Berbicara pada konferensi bulan lalu, Tallawy mengatakan bahwa “mentalitas para pengambil keputusan … di pemerintahan saat ini dan juga di masa depan” adalah hambatan utama bagi implementasi janji-janji konstitusi.

Dia menunjuk pada rendahnya keterwakilan perempuan di pemerintahan. Misalnya, perempuan hanya menduduki dua persen kursi di parlemen terakhir, terendah di dunia Arab. Parlemen-parlemen sebelumnya juga biasanya mempunyai persentase anggota legislatif perempuan yang mencapai satu digit.

“Kami marah kepada pemerintah, kepada legislator, kepada partai-partai, kepada seluruh pejabat. Kami ingin 150 perempuan di parlemen,” katanya. “Kami bosan dengan pemerintah dan pejabat. kita akan pergi ke jalan,” katanya.

El-Naqqash mengatakan ada serangkaian langkah konkrit yang ingin ia capai dalam waktu dekat – pembentukan Komisi Diskriminasi dengan kekuasaan kehakiman yang nyata, terutama untuk meminta pertanggungjawaban negara, sebagaimana disyaratkan dalam konstitusi; lebih banyak hakim perempuan; undang-undang pemilu yang menjamin kehadiran perempuan di parlemen dan dewan lokal, melalui sistem daftar partai dengan laki-laki dan perempuan bergantian dalam daftar; dan pembatalan undang-undang protes yang kejam, yang melarang semua pertemuan politik tanpa izin polisi sebelumnya.

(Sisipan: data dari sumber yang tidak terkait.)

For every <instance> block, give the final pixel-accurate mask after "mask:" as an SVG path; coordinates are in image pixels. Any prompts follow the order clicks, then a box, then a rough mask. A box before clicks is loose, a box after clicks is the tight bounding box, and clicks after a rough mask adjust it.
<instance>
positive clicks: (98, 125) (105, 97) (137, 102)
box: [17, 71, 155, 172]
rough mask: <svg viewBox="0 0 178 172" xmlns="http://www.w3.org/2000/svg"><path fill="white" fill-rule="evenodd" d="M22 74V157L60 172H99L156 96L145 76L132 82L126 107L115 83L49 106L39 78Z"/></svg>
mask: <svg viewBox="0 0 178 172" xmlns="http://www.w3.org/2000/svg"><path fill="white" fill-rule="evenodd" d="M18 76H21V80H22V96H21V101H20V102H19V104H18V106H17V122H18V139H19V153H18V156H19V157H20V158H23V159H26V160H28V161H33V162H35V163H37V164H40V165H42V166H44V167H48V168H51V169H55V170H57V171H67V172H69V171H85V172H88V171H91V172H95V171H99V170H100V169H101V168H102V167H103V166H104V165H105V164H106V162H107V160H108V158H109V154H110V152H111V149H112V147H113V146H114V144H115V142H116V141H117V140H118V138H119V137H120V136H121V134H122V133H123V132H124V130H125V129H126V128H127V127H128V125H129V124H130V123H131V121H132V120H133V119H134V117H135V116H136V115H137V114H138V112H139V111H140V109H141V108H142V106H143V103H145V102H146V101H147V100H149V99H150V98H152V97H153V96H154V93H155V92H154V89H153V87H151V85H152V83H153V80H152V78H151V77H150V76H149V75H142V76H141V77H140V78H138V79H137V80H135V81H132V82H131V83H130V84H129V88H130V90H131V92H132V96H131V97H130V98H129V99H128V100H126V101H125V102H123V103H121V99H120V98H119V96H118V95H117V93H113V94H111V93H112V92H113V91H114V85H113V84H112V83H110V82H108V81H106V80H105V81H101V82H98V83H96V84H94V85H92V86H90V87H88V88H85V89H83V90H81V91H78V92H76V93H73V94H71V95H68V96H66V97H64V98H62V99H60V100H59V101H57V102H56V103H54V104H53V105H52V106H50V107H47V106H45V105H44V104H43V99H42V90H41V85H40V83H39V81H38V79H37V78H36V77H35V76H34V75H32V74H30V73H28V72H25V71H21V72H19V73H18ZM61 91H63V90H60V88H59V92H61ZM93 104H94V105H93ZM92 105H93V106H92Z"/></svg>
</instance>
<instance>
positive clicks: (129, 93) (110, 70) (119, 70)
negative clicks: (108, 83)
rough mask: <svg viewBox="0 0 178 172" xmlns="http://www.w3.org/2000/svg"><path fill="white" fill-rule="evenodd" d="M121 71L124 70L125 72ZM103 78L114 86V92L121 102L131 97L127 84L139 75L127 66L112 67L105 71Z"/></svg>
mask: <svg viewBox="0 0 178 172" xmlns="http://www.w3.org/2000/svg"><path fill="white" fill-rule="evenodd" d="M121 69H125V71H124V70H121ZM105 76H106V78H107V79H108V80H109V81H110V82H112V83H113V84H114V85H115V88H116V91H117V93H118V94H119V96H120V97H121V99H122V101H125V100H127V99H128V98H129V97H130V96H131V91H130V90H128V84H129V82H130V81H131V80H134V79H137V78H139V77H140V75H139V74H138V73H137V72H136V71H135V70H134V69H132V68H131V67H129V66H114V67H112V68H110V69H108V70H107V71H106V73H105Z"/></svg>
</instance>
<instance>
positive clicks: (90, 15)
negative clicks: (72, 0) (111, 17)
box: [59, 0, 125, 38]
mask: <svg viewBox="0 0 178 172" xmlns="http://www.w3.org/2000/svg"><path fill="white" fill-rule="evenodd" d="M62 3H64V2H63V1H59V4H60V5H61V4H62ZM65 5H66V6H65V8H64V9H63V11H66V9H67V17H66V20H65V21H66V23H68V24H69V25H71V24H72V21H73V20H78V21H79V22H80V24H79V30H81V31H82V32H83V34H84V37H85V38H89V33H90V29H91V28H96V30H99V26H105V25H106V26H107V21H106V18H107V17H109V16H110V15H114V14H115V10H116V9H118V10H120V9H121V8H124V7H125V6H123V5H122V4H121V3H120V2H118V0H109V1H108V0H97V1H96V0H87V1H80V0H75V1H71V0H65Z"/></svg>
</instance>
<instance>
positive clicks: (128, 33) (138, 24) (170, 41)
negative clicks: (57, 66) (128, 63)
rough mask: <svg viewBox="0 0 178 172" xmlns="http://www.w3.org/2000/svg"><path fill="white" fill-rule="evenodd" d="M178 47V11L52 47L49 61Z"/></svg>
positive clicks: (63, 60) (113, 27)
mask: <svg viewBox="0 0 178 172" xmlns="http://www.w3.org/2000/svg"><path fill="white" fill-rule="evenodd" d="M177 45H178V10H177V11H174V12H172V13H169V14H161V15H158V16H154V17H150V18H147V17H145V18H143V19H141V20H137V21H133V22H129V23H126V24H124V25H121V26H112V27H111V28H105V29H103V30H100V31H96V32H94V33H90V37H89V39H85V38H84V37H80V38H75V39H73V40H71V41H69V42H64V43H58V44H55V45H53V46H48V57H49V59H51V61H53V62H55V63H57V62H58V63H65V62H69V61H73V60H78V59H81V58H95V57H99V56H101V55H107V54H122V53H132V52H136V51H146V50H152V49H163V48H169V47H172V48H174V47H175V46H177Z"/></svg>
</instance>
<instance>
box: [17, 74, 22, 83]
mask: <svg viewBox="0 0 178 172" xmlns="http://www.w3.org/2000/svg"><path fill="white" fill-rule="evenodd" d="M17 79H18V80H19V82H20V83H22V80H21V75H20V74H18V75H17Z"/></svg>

Ia juga mengatakan isu gender harus diarusutamakan di semua lembaga pemerintah. Misalnya, Kementerian Dalam Negeri harus mengaktifkan unit yang khusus memerangi kekerasan terhadap perempuan dan “sektor kesehatan harus mempertimbangkan hak-hak reproduksi. Klinik kesehatan harus menyediakan alat kontrasepsi dan pengobatan untuk PMS (penyakit menular seksual).”

Namun, tambahnya, “masalah perempuan tidak pernah menjadi prioritas bagi siapa pun.”

Dia mencatat bahwa bagian-bagian dari konstitusi mungkin membuat penerapan ketentuan hak-hak perempuan menjadi lebih sulit. Misalnya, piagam tersebut meningkatkan kekuasaan peradilan atas urusannya sendiri, melindunginya dari campur tangan politik, namun juga melindunginya dari kritik atau reformasi apa pun.

“Mereka memberikan kekebalan yang besar kepada sistem peradilan sehingga akan sangat sulit untuk mewujudkan hak-hak dan kebebasan tersebut,” katanya. “Anda tidak dapat meminta pertanggungjawaban mereka dalam menegakkan hak-hak ini.”